All U.S. general surgery residency programs that participate in the Association of Program Directors in Surgery listserv.
PDs and categorical general surgery residents in the United States.
Main Outcome Measures:
Attitudes about flexible tracks in surgery training. A flexible track was defined as a schedule that allows residents to pursue non-clinical time during residency with resulting delay in residency completion.

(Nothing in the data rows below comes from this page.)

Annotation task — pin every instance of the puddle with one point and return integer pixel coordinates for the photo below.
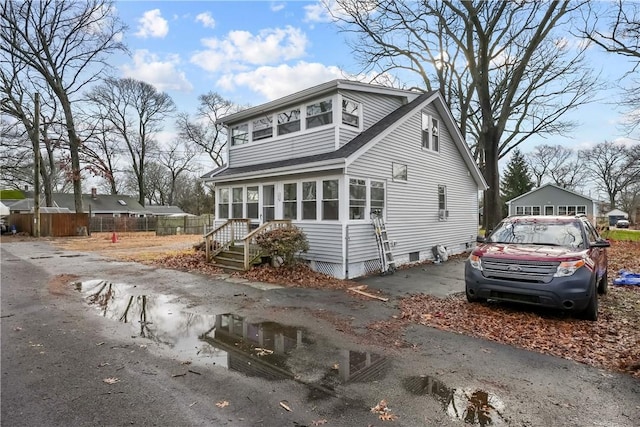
(267, 350)
(474, 407)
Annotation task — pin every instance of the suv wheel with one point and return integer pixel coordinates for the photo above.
(603, 285)
(591, 312)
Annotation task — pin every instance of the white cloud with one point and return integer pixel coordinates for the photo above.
(164, 75)
(206, 19)
(275, 82)
(242, 48)
(152, 24)
(277, 6)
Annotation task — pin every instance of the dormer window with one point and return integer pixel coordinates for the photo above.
(240, 134)
(262, 128)
(289, 122)
(350, 113)
(319, 114)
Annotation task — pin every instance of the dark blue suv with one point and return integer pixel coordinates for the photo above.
(549, 261)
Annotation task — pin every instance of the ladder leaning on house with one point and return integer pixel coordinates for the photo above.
(387, 262)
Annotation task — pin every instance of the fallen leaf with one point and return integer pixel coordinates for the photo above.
(285, 405)
(222, 404)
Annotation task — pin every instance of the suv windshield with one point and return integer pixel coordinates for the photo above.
(559, 233)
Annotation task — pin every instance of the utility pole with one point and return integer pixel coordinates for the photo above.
(36, 172)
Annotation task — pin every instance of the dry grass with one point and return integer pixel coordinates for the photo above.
(138, 246)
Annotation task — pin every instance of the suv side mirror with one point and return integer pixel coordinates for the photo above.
(601, 244)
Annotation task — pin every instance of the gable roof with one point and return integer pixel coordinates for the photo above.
(350, 151)
(550, 185)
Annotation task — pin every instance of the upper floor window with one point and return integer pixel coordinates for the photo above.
(399, 172)
(319, 114)
(262, 128)
(289, 121)
(430, 133)
(240, 134)
(350, 113)
(357, 198)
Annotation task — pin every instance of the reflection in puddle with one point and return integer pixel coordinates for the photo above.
(265, 349)
(476, 407)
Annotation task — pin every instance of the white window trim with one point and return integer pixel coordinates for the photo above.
(367, 208)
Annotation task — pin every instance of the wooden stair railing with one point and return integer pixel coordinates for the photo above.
(226, 235)
(251, 248)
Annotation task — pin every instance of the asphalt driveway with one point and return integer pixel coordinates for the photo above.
(435, 279)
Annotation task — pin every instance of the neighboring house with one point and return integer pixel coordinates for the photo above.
(330, 156)
(164, 210)
(615, 215)
(550, 199)
(110, 205)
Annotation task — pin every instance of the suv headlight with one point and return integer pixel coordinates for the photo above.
(476, 262)
(567, 268)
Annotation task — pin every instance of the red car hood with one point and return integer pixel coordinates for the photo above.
(528, 252)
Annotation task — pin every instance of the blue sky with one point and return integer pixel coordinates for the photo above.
(254, 51)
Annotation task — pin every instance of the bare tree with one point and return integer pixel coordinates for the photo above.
(503, 67)
(620, 34)
(66, 44)
(177, 158)
(612, 167)
(203, 130)
(136, 111)
(557, 164)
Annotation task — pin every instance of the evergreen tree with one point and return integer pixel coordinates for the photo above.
(516, 179)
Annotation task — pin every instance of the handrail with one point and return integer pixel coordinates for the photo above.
(251, 249)
(225, 236)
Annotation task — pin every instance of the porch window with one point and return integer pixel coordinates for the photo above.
(236, 204)
(262, 128)
(223, 206)
(309, 200)
(330, 202)
(268, 203)
(240, 134)
(443, 213)
(252, 202)
(319, 114)
(377, 197)
(290, 202)
(289, 121)
(350, 113)
(399, 172)
(357, 198)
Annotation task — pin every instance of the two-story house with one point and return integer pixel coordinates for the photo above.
(330, 156)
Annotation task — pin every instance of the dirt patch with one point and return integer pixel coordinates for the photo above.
(137, 246)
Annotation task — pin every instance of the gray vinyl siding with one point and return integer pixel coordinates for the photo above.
(300, 144)
(552, 196)
(362, 242)
(325, 241)
(412, 206)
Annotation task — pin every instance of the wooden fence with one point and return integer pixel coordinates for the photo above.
(52, 224)
(183, 225)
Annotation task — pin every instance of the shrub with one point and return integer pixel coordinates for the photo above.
(286, 243)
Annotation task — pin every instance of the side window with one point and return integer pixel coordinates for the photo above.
(309, 200)
(357, 198)
(223, 205)
(290, 202)
(330, 202)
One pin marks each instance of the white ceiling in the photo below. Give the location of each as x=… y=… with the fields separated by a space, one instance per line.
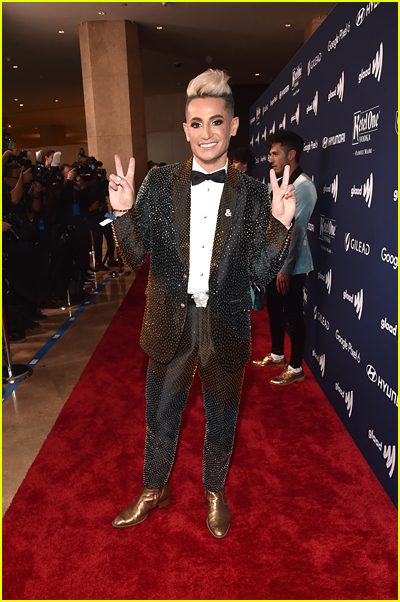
x=243 y=38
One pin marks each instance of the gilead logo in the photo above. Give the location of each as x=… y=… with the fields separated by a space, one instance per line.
x=356 y=245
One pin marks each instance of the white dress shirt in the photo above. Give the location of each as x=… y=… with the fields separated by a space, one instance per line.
x=205 y=200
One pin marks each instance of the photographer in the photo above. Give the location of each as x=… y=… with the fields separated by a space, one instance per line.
x=19 y=242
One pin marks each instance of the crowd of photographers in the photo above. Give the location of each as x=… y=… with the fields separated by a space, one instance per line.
x=51 y=223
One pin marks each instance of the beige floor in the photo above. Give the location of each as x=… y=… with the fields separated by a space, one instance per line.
x=30 y=412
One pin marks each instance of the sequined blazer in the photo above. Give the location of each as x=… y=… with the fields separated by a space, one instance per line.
x=249 y=245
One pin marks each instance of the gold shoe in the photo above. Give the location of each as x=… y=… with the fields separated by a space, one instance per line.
x=138 y=511
x=268 y=361
x=218 y=515
x=287 y=377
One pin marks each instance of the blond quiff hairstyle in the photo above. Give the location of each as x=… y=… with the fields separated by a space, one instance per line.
x=211 y=83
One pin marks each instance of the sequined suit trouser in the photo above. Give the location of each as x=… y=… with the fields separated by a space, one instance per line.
x=166 y=394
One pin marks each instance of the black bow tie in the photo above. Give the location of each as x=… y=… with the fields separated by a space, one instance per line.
x=197 y=177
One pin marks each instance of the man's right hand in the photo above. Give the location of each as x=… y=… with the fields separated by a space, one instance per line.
x=121 y=188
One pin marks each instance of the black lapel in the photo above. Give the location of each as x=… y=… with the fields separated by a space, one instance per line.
x=225 y=215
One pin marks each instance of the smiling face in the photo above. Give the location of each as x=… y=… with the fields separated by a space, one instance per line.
x=209 y=128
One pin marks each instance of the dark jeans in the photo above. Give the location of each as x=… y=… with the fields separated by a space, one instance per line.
x=287 y=309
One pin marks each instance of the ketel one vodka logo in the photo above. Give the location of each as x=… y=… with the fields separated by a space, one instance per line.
x=366 y=190
x=333 y=188
x=314 y=105
x=357 y=300
x=338 y=90
x=364 y=123
x=374 y=68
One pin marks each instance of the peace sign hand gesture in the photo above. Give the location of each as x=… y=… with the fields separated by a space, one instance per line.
x=283 y=198
x=121 y=188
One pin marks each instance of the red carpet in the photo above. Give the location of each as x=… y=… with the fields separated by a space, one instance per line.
x=310 y=520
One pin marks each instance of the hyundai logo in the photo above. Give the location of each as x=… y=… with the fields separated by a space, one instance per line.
x=371 y=373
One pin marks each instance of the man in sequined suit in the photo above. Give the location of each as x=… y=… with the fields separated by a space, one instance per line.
x=210 y=232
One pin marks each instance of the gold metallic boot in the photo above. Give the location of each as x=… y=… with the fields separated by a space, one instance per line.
x=138 y=511
x=218 y=515
x=268 y=361
x=287 y=377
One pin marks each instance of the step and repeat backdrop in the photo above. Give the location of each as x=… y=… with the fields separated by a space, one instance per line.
x=340 y=94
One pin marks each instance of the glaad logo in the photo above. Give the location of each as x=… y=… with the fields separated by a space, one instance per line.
x=327 y=278
x=375 y=68
x=327 y=229
x=364 y=12
x=364 y=123
x=321 y=361
x=347 y=346
x=296 y=116
x=313 y=63
x=384 y=387
x=333 y=188
x=314 y=105
x=347 y=396
x=296 y=75
x=338 y=90
x=390 y=259
x=318 y=316
x=386 y=326
x=388 y=452
x=284 y=91
x=356 y=245
x=366 y=190
x=357 y=300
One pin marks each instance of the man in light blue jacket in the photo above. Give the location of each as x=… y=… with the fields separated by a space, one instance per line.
x=285 y=292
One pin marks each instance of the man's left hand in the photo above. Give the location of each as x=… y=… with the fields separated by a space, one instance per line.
x=282 y=283
x=283 y=198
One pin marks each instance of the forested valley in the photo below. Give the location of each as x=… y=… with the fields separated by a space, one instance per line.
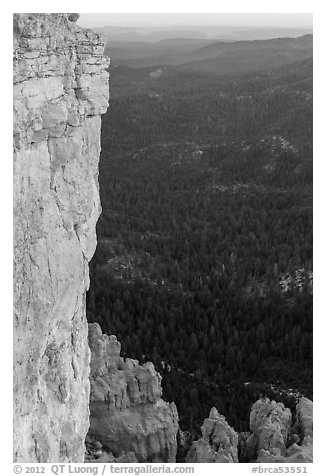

Of the 748 residents and 81 PDs who responded, 505 residents and 45 PDs were supportive of flexible tracks (68% vs. 56%, p=0.03). Residents and PDs were both interested in flexible tracks to pursue research (86% vs. 82%, p>0.05) and child-bearing (69% vs. 58%, p>0.05), but residents were more interested in pursuing international work (74% vs. 53%, p<0.005) and child-rearing (63% vs. 44%, p<0.05). 65% of PDs believe flexible tracks would make residency scheduling too complicated. While 71% of residents believe that residents who participate in a flexible track would not be respected as the equal of other residents, only 17% of PDs would not respect residents who participated (p<.0001).
Residents and PDs differ in their reasons for supporting flexible track residencies, and in their perceived barriers to implementation. These findings have important implications for the new policy of the American Board of Surgery.